Art is a human right, and the Universal Declaration of Human Rights, Article 27, states that culture is fundamental to human dignity and identity. Cultural rights are inseparable from human rights, and the current scenes from Afghanistan have been devastating and further emphasise the significance of understanding the link between cultural rights and human rights.
Accessing and enjoying culture is an important part of being a citizen – part of a community – wider society. Cultural expression and identity are increasingly under attack; intensified with the global pandemic, social and cultural inequalities have been further devastated.
Laura Pye, Director of National Museums Liverpool said:
"FIHRM brings together people and organisations from local and international communities, to have the opportunity for dialogue and to exchange best practice in empowering museums to do this, and to stand up against prejudice and inequality. We cannot disconnect from societal conflicts, contentious content, and contemporary dilemmas.
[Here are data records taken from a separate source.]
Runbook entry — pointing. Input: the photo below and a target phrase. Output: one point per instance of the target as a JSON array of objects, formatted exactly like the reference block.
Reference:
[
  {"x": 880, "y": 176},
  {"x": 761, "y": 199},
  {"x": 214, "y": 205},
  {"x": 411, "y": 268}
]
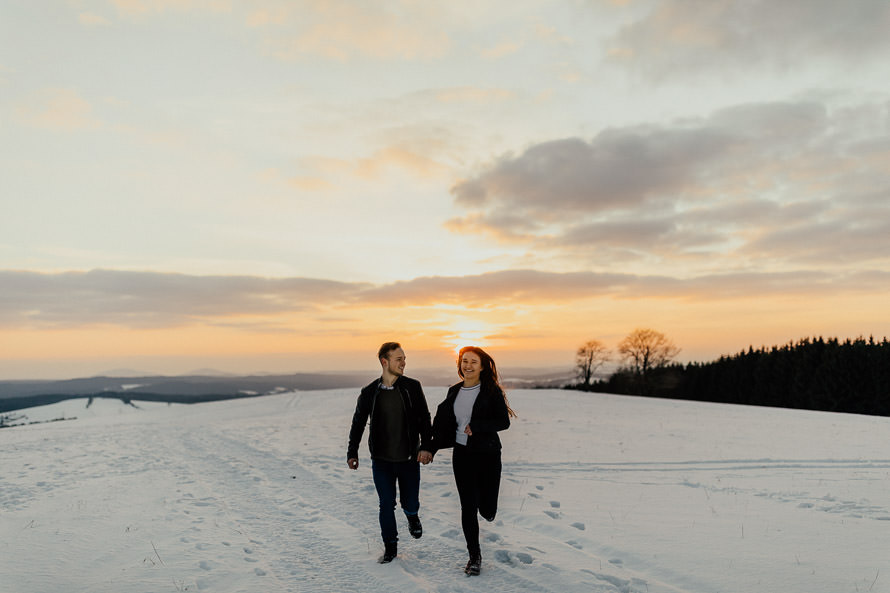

Communities and cultural associations play a fundamental role, and we look forward to exploring these angles with you."
"Having been established since 2010 by NML, this year's conference marks the final session led by NML. From 2022, FIHRM will be coordinated by the Fundación para la Democracia Internacional in Argentina, with its CEO Guillermo Whpei acting as FIHRM President. We are extremely proud of FIHRM 's achievements over the last decade; from engaging with sensitive and controversial human rights themes, to finding new ways and initiatives within a supportive environment. We look forward to seeing FIHRM go from strength to strength in the future and will continue to be one of its greatest friends and contributors."
Accessed online via www.fihrm.org participants can register to take part in a day of inspirational talks and workshops, beginning with keynote speaker Malik Al-Nasir (British Guyanese poet and spoken word artist), who will discuss how colonialism and slavery destroys identity and disrupts the historical transition of cultural self-awareness for the Black Diaspora. He will refer to his own activism and cultural awakening – taking attendees through a personal journey.
This will be followed by an interactive debate on the importance of access to culture and whether this is a privilege or human need and delving into how museums are acting. This session will look at international examples from museums and organisations working to build awareness, create access and enable equal opportunities for everyone.
Increasingly, we have seen how online abuse against those standing up against racism is on the rise. Many museums and cultural organisations face criticism for speaking out about inequality and representation, leaving staff open to being the target or in some cases the subject of abuse. How do organisations safeguard their staff? How can museums stand up for their values in a public forum? This workshop will address some of these issues, and collectively find recommendations about how we may start to feel more prepared to deliver a strong response in support of fight against racism and inequality.
The penultimate event will be with Guillermo Whpei, FIHRM President & David Fleming, FIHRM Founding President and current Vice President, where they will debate topical challenges for human rights museums and make the case for museums to step up to the plate. Finally, our evening keynote will be with Dr Halima Begum, CEO of The Runnymede Trust.
There has never been a more pressing moment for museums and organisations within the arts field to come together and share learning of how museums can stand up against injustice and safeguard those working towards breaking down the walls of abuse, prejudice, and discrimination. Join us and be part of some of the most pressing questions and challenges facing human-rights museums; and how we can all challenge contemporary racism, discrimination, and other human rights abuses.